The doctors’ working hours need to be reorganised

We may reasonably assume that the feeling of having less time available for working with patients is related to the strong increase in the number of doctors relative to the number of patients. At the same time, the doctors’ employment contracts define the doctor as a daytime worker who is exempt from the Working Environment Act. Although the hospitals work around the clock, altogether 83 % of the working hours are in the daytime on weekdays, a period that accounts for no more than 24 % of the total weekly working hours (14). This skewed and impractical distribution of the doctors’ working hours is detrimental for the utilisation of working hours and hospital equipment, and has negative consequences for the number of patients treated and effective resource use (12, 15, 16). Most likely, many hospital department are overstaffed during the daytime and understaffed in the evenings, at night and on weekends (14).

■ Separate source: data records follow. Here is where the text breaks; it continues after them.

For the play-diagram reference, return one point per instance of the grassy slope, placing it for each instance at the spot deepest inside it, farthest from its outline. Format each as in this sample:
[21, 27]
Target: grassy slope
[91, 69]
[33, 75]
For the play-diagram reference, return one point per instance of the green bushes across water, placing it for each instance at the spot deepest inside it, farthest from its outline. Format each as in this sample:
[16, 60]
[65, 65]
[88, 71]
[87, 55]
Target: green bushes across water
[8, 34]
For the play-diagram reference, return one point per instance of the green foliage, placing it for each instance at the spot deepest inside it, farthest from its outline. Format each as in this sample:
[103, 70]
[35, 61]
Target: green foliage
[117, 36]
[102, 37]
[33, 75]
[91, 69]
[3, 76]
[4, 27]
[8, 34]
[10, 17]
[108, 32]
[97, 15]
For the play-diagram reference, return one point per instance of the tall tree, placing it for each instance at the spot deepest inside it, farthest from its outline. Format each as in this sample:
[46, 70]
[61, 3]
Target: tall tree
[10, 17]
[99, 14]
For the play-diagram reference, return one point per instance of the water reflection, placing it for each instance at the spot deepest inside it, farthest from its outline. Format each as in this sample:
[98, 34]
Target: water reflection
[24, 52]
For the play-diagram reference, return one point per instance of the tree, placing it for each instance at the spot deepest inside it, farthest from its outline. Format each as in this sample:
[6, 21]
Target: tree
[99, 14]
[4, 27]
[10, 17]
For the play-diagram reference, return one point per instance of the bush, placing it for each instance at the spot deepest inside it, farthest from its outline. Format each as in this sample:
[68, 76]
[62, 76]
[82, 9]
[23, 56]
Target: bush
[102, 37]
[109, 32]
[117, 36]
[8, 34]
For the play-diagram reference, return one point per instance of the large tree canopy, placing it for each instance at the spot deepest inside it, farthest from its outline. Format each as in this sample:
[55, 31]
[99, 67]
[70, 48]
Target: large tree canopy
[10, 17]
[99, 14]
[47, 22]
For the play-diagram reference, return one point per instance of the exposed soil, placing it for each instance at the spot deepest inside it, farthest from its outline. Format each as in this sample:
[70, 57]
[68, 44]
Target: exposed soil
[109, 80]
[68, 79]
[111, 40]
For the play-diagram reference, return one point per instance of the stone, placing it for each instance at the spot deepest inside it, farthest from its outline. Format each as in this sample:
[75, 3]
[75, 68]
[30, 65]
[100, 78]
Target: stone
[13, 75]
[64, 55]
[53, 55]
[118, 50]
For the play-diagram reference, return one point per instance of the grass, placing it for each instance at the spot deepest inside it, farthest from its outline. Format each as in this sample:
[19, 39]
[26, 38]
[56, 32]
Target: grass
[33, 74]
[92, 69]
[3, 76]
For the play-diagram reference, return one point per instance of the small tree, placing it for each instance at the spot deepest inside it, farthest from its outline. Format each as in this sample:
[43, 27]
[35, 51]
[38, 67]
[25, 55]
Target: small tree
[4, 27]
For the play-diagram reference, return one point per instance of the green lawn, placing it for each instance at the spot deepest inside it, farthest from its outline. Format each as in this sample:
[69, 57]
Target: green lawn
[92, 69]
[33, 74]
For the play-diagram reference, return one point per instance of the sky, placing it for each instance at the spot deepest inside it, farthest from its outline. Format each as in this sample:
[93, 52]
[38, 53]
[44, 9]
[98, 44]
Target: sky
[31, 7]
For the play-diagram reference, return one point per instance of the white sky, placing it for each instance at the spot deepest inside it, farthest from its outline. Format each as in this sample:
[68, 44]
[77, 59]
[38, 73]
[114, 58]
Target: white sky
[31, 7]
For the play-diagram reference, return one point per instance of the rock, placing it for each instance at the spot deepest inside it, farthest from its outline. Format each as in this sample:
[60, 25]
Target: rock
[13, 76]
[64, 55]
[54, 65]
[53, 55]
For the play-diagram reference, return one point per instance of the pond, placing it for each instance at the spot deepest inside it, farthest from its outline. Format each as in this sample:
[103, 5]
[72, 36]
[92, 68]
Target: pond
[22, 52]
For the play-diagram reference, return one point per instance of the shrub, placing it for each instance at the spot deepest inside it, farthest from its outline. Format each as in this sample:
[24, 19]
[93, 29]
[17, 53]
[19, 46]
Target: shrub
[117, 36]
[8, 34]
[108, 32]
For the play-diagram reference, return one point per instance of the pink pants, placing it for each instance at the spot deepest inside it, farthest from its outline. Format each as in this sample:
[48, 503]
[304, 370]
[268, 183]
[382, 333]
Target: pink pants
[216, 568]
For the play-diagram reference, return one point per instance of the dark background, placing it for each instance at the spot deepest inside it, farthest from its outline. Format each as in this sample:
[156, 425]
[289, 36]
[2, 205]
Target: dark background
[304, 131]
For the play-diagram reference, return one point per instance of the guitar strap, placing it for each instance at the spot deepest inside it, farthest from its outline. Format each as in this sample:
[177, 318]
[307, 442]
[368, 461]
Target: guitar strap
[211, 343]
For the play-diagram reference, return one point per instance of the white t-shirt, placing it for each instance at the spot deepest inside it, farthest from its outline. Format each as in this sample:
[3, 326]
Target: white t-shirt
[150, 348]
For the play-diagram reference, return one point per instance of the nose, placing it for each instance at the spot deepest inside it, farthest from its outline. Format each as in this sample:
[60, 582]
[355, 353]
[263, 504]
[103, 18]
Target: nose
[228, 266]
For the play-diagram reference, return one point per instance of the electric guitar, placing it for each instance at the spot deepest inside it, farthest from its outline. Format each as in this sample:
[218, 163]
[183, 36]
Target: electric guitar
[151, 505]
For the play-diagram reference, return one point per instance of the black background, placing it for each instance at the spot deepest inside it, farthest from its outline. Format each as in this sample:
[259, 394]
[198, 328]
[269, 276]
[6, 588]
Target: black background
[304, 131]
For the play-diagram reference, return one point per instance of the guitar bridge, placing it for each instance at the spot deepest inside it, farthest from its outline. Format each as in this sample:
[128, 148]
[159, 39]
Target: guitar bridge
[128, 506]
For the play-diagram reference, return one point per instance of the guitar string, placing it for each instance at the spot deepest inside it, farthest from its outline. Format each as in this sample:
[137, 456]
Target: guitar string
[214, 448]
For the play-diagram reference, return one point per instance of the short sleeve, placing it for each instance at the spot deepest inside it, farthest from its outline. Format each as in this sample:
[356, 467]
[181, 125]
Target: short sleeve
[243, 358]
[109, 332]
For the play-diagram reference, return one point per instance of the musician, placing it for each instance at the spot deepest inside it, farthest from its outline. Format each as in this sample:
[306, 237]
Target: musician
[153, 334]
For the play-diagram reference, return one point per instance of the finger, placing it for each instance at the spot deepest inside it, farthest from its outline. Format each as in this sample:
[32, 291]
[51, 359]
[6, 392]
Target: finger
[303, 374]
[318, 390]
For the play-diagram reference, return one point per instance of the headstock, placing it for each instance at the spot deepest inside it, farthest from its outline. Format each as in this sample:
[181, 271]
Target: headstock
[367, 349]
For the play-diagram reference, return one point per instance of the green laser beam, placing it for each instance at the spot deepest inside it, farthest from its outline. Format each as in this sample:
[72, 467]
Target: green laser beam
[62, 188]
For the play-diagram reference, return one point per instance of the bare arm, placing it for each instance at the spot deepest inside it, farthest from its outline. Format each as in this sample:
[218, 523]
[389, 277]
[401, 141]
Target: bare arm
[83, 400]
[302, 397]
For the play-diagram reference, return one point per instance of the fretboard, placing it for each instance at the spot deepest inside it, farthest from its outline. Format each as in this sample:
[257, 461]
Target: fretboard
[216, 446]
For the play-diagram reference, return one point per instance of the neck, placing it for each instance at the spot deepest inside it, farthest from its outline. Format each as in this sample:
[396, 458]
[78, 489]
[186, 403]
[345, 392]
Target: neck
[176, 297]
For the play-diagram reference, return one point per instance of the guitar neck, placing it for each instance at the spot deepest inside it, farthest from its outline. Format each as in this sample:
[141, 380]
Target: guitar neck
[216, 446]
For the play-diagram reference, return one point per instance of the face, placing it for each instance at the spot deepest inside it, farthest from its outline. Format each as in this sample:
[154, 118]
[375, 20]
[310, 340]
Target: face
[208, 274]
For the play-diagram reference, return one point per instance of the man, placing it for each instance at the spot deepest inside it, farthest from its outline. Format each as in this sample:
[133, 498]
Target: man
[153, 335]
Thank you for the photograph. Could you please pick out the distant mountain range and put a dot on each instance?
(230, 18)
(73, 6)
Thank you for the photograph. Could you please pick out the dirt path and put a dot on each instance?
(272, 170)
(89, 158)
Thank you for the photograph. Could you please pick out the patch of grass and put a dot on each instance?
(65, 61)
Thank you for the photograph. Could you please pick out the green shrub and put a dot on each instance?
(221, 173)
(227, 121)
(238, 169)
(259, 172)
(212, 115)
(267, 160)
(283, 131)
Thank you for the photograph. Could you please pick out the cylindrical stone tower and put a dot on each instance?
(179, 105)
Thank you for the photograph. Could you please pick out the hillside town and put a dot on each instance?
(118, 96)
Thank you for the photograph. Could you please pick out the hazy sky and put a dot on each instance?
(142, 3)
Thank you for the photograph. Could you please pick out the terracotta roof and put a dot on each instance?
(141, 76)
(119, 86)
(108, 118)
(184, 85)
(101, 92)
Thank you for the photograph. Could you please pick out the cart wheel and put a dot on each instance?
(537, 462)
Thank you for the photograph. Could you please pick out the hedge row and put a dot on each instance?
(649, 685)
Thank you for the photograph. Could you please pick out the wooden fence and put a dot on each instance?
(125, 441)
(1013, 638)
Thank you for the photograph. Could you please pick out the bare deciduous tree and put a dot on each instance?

There is reason to assume that the current organisation of doctors’ working hours is inappropriate and that significant changes to the organisation of medical services in the hospitals are called for. It is essential to take a closer look at the matters to which the doctors actually devote their working hours, as well as what they ought to be doing (17), preferably with the aid of objective, quantitative methods rather than qualitative ones.